Childhood obesity remains one of the most serious public health challenges because of its persistent high
prevalence and adverse health consequences. There is an urgent need for novel biomarkers which can predict
and provide effective interventional targets for the early prevention of childhood obesity. Although a growing
body of evidence strongly supports maternal conditions during pregnancy which reflect fetal intrauterine
exposures are associated with obesity risk in offspring, it is still far from fully understanding prenatal programming
for offspring obesity. The emerging metabolomics technology, a systematic profiling of low-molecular-weight
metabolites in biofluids and tissues, provides a snapshot of ongoing physiological processes as well as external
environmental exposures. Thus, prenatal metabolomics profiling will have the potential to represent biological
processes of both endogenous and exogenous factors, providing biological mechanisms underlying prenatal
programming of offspring health and early biomarkers for predicting child disease development.

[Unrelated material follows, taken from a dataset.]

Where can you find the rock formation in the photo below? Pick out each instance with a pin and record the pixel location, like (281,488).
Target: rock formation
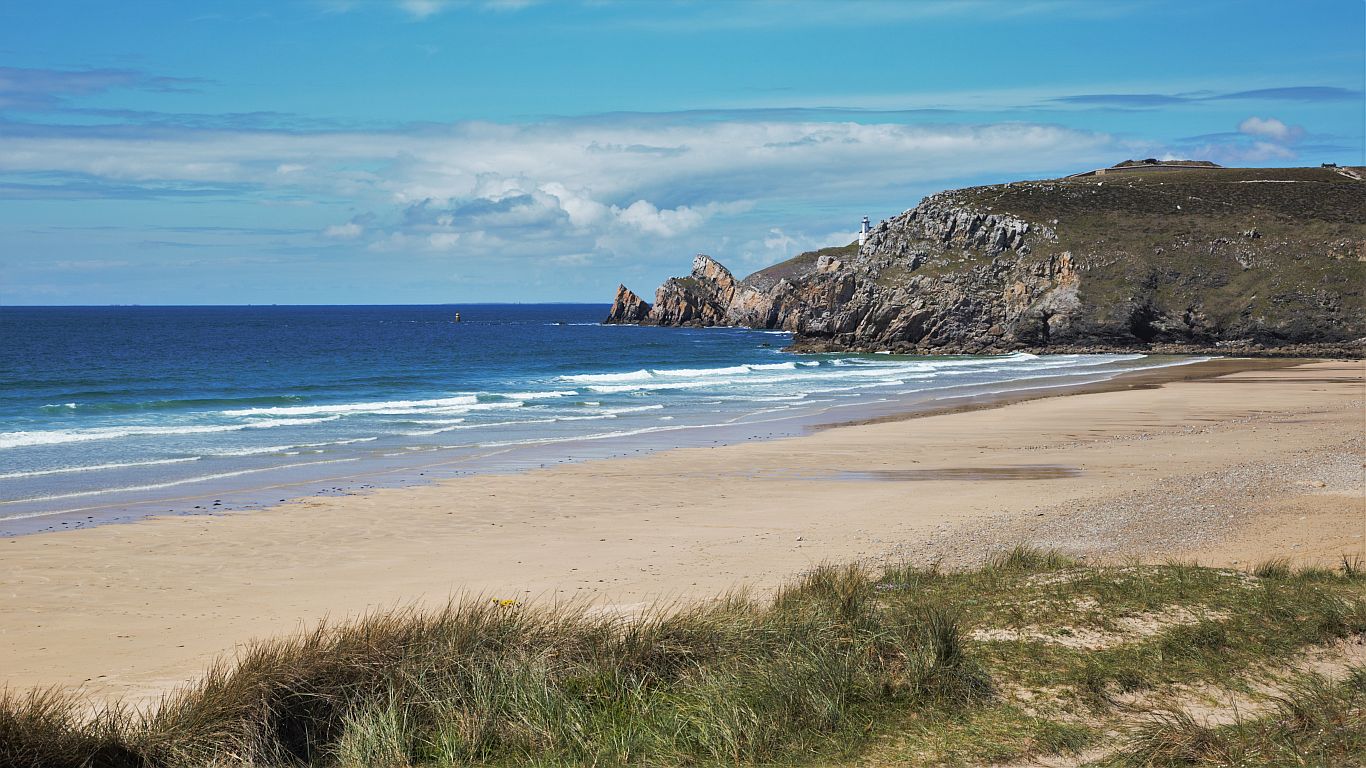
(627,308)
(1160,261)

However,
studies of prenatal metabolomic profiling for child obesity, especially longitudinal profiling which integrates
measurements from multiple time points during pregnancy, are still scarce. The overall goal of the proposed
study is to identify prenatal circulating metabolomic profiles which are associated with early childhood growth
trajectories and overweight/obesity risk in offspring and to examine their associations with metabolomic profiles
of cord blood (for mechanism investigation) and prenatal modifiable risk factors (for intervention method
investigation). The proposed study will leverage a large and biracial contemporary birth cohort with repeated
blood collection from the mothers during pregnancy, cord blood collection at birth, and annual anthropometric
measurements of the children from birth to 4 years old. A total of 1,425 (953 black and 472 white) mother-child
pairs will be included in this study. A two-stage liquid chromatography-mass spectrometry (LC-MS)-based
metabolomics approach, including an untargeted analysis with relative quantification (for discovery), followed by
a finding-driven targeted LC-MS analysis with absolute quantification (for validation) will be used to achieve the
Specific Aims: Aim 1) To identify both gestation stage-specific and longitudinal changes in maternal
metabolomic profiles during pregnancy which are associated with early childhood growth trajectories and
overweight/obesity risk at age 4; Aim 2) To examine the associations between the childhood outcome-related
prenatal metabolomic profiles identified in Aim 1 and the metabolomic profiles of cord blood; Aim 3) To examine
the associations between prenatal modifiable risk factors (e.g., gestational weight gain, diet, and smoking) and
the childhood outcome-related prenatal metabolomic profiles identified in Aim 1. This project will be the first study
to identify prenatal longitudinal metabolomic profiles associated with early childhood growth outcomes. It will
shed new light on the biological mechanisms of prenatal programming of childhood obesity and potentially
provide personalized intervention methods to curb the huge public health burden of childhood obesity in the US.